Development teams often get stuck when they encounter real-life challenges that are not addressed by most formal Agile/Scrum training, especially when they try to implement Agile/Scrum in a traditional/Waterfall environment.
- How do you handle a sponsor that wants regular “percentage complete” progress reporting and release schedules? Isn’t Agile/Scrum supposed to free us of this reporting?
- How can you deal with reliance on other groups/functions that still practice traditional or Waterfall project management?
- My organization wants us to use formal risk assessment – isn’t that against the spirit of Agile?
- My sponsor insists on the project fitting into a feasibility gating project framework. That doesn’t sound very Agile.
- How can I coordinate multiple teams to deliver in a synchronized, smooth way?

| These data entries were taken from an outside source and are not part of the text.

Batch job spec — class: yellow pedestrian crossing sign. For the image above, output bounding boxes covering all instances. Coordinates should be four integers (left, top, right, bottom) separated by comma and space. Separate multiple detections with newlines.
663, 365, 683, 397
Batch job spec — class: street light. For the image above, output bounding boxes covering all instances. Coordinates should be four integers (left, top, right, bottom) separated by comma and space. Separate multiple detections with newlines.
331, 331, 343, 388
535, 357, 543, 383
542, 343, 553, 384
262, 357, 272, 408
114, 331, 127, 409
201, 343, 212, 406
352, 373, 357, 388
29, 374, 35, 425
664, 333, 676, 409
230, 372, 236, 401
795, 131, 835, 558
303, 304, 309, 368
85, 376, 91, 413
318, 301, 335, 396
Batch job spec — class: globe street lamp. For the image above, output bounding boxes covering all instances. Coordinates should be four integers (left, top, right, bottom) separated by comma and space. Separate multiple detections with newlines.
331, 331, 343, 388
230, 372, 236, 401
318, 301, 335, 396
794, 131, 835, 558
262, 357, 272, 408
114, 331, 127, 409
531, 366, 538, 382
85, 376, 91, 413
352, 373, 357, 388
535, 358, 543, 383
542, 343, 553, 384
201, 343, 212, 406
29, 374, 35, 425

In this content area, we share the top challenges encountered by Scrum teams and our best, proven solutions to deal with them. Some examples and tips:
- Agile does not mean a scope free-for-all: create and manage a backlog instead. Try creating a “Minimum Valuable Product” and take things out of your backlog that don’t create value.
Requirements – What really works?
- Most teams only need: acceptance criteria, process/business flows, business rules and visuals – wireframes, mapping documents, value mapping. What do you think you need and why?
Release Planning and Beyond
- Develop a roadmap showing leadership the underlying assumptions and delivery plan of work. They’ll feel better and it will build trust.
Dependencies Outside of Your Team
- Identify and place them on your roadmap – examples include: architecture, database etc. Understanding the environment and the constraints within it are key.
- Create a visual and update every month – Scrum will point out issues and risks – what will you do with this rich data?